Dienstag, 27. September 2005

Warnung vor "roter Übermacht": ÖVP-Bgld-Plakate nehmen SPÖ-"Absolute" ins Visier

  • 'Dramatik der Entscheidung rechtfertigt die Botschaft'
  • Präsentation der letzten Plakatserie vor Landtagswahl

Gegen eine mögliche SPÖ-"Absolute" bei der Landtagswahl am 9. Oktober zieht die ÖVP auf ihrem neuen Wahlplakat zu Feld: "Wir sind da. Gegen die rote Übermacht" lautet dazu der in weißer und gelber Schrift auf Rotem Grund gehaltene Slogan: "Nach allen Umfragen droht dem Burgenland eine absoulte Mehrheit der SPÖ. Diese zu verhindern, ist von sehr großer Bedeutung für die Menschen im Lande", deshalb sei dies "das" Wahlkampfthema in den zwölf Tagen bis zur Wahl, erklärte ÖVP-Chef LHStv. Franz Steindl am Dienstag bei der Präsentation in Eisenstadt.

"Die Dramatik der Entscheidung rechtfertigt diese Botschaft", meinte der ÖVP-Chef. Mit einer "Absoluten" der Sozialdemokraten sei das in den vergangenen Jahren im Landtag praktizierte freie Spiel der Kräfte "tot". Die SPÖ habe dann nicht nur in der Landesregierung, sondern auch im Landtag "die Fäden in der Hand", "keine Instanz kann sie dann mehr in die Schranken weisen".

Kritik am Vorgehen der SP bei Bank Burgenland-Verlauf
Steindl sprach erneut von einem "Sittenbild" der SPÖ und wiederholte die Kritik an der Vorgangsweise beim Bank Burgenland-Verkauf, die SPÖ nehme auch den "vernichtenden" Rohbericht des Rechnungshofes zur Bank nicht ernst. "Hochglanzbroschüren"in diversen Wochenzeitungen würden zeigen, "dass die SPÖ nicht weiß, was ist Mein, was ist Dein", die Partei finanziere ihren Wahlkampf mit Steuergeldern.

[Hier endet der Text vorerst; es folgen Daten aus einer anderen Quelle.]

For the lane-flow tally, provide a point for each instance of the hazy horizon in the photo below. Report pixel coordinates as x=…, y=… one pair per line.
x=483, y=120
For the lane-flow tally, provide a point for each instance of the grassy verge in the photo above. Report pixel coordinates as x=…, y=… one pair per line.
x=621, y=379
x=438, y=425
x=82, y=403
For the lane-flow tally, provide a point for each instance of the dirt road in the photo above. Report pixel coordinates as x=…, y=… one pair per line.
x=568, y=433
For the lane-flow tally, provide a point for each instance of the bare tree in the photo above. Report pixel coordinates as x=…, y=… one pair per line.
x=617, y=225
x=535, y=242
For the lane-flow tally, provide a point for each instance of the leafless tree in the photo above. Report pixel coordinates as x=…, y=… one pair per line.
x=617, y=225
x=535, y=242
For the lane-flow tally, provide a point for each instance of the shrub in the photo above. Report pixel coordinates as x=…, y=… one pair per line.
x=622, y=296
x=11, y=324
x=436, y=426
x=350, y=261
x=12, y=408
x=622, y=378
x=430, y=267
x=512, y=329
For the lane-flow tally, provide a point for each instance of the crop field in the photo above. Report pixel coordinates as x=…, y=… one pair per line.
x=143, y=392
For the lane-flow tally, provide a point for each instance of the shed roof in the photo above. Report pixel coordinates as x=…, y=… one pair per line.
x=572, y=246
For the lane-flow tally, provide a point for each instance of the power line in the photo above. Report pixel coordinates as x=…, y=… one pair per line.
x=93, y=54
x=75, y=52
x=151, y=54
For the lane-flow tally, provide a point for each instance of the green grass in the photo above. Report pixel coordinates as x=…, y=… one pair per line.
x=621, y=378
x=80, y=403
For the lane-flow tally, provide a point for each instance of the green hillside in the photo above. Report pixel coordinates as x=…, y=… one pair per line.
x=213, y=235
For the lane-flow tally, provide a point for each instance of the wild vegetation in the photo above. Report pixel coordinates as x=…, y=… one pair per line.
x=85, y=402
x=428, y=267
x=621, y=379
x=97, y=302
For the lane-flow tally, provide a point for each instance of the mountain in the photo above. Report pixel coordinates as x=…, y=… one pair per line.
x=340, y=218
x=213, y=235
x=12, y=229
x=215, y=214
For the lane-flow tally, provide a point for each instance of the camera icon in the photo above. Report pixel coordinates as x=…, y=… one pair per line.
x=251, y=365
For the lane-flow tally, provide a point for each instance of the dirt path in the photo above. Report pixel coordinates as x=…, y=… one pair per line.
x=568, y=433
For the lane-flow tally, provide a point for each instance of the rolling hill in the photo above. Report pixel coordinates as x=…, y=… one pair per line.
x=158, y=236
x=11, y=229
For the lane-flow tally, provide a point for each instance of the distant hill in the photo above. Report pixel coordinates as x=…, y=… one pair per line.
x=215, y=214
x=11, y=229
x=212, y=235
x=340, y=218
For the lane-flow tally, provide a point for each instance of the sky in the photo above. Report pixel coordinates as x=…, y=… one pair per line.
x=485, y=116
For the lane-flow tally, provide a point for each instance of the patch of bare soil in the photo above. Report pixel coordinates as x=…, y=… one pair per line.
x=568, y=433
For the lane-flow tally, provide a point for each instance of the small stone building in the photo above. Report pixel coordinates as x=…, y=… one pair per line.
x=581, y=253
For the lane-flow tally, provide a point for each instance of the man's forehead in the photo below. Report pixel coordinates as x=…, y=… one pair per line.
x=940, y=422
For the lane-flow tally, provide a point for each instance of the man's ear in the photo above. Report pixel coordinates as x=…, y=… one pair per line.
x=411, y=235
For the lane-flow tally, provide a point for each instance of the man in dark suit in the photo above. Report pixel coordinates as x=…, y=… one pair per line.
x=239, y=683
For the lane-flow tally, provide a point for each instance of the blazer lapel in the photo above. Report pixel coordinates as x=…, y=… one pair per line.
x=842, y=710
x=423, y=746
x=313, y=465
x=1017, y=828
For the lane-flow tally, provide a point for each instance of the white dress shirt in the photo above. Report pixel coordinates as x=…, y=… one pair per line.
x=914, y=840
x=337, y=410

In den letzten Jahren sei man im Burgenland hingegen mit einer Machtbalance "gar nicht so schlecht gefahren", so Steindl. Viele Projekte, etwa im Bereich der Ziel-1-Förderung, seien unter Einbindung der ÖVP umgesetzt worden: "Dort, wo die ÖVP nicht miteingebunden war, gibt es eine Misswirtschaft, einen Missbrauch in der Politik", dem wolle man nach dem 9. Oktober mit Hilfe der Bevölkerung "einen Riegel vorschieben".

SPÖ sei nicht glaubwürdig
Landesgeschäftsführer Dietmar Halper meinte erneut, dass die SPÖ nicht glaubwürdig sei, wenn sie vom 18. Mandat als Wahlziel spreche. Es sei in der Politik "nichts Ehrenrühriges", absolute Mehrheiten anzustreben: "Aber es ist in der Politik ehrenrührig, den Menschen nicht die Wahrheit zu sagen." Über die Folgen einer Absoluten Mehrheit für die SPÖ solle sich niemand einer Illusion hingeben, so Halper: "Das bedeutet, dass das rote Parteibuch der neue Personalausweis im Burgenland wird."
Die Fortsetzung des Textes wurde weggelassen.